Type of resource allocation game

A bandwidth-sharing game is a type of resource allocation game designed to model the real-world allocation of bandwidth to many users in a network. The game is popular in game theory because the conclusions can be applied to real-life networks.

== The game ==
The game involves $n$ players.
Each player $i$ has utility $U_i(x)$ for $x$ units of bandwidth.
Player $i$ pays $w_i$ for $x$ units of bandwidth and receives net utility of $U_i(x)-w_i$.
The total amount of bandwidth available is $B$.

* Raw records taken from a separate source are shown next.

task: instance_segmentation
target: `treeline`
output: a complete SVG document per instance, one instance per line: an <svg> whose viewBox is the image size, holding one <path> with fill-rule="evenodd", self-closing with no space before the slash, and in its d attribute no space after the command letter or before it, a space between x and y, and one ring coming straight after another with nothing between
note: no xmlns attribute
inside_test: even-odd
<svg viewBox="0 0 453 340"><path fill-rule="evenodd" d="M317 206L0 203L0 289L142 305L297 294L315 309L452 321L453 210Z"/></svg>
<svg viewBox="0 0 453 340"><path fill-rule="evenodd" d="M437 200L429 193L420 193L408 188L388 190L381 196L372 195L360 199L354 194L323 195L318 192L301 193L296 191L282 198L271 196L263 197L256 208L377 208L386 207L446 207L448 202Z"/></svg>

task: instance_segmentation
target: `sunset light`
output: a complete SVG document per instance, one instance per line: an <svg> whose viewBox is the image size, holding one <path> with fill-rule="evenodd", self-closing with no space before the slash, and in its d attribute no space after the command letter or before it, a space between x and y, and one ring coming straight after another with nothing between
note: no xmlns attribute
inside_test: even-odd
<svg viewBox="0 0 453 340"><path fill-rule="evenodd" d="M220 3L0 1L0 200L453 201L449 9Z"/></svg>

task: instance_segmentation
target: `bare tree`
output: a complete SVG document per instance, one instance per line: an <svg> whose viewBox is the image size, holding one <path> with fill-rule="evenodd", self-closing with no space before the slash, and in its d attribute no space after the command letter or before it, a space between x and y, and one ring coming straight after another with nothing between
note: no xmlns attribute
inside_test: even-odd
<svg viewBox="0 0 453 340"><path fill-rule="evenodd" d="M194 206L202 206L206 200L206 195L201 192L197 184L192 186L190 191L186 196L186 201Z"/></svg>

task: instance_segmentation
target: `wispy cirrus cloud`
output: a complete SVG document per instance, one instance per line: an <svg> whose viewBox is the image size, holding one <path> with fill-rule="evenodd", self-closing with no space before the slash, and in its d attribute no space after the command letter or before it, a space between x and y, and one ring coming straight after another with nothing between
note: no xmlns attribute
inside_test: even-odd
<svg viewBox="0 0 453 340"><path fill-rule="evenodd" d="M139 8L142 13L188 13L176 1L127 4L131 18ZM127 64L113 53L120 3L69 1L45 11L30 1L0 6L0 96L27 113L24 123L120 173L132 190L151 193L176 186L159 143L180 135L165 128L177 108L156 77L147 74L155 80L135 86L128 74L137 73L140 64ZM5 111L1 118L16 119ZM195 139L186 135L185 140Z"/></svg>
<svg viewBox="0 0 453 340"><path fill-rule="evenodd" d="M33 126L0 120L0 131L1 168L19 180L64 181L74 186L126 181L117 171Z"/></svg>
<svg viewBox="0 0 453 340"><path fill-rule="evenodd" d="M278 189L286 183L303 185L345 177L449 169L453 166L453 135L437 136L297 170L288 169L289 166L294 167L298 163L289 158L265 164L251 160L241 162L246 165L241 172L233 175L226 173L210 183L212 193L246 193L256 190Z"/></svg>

Regarding $U_i(x)$, we assume
- $U_i(x)\ge0;$
- $U_i(x)$ is increasing and concave;
- $U(x)$ is continuous.

The game arises from trying to find a price $p$ so that every player individually optimizes their own welfare. This implies every player must individually find $\underset x{\operatorname{arg\,max}}\,U_i(x)-px$. Solving for the maximum yields $U_i^'(x)=p$.

== Problem ==
With this maximum condition, the game then becomes a matter of finding a price that satisfies an equilibrium. Such a price is called a market clearing price.

== Possible solution ==

A popular idea to find the price is a method called fair sharing. In this game, every player $i$ is asked for the amount they are willing to pay for the given resource denoted by $w_i$. The resource is then distributed in $x_i$ amounts by the formula $x_i=\frac{w_i B}{\sum_jw_j}$. This method yields an effective price $p=\frac{\sum_jw_j}{B}$.
This price can proven to be market clearing; thus, the distribution $x_1,...,x_n$ is optimal. The proof is as so:

== Proof ==
We have
$\underset{x_i}{\operatorname{arg\,max}}\,U_i(x_i)-w_i$
$= \underset{w_i}{\operatorname{arg\,max}}\,U_i\left(\frac{w_i B}{\sum_jw_j}\right)-w_i$.
Hence,
$U^'_i\left(\frac{w_i B}{\sum_jw_j}\right)\left(\frac{B}{\sum_jw_j}-\frac{w_i B}{(\sum_jw_j)^2}\right)-1=0$

from which we conclude

$U^'_i(x_i)\left(\frac{1}{p}-\frac{1}{p} \left( \frac{x_i}{B}\right)\right)-1=0$

and thus
$U^'_i(x_i)\left(1-\frac{x_i}{B}\right)=p.$

Comparing this result to the equilibrium condition above, we see that when $\frac{x_i}{B}$ is very small, the two conditions equal each other and thus, the fair sharing game is almost optimal.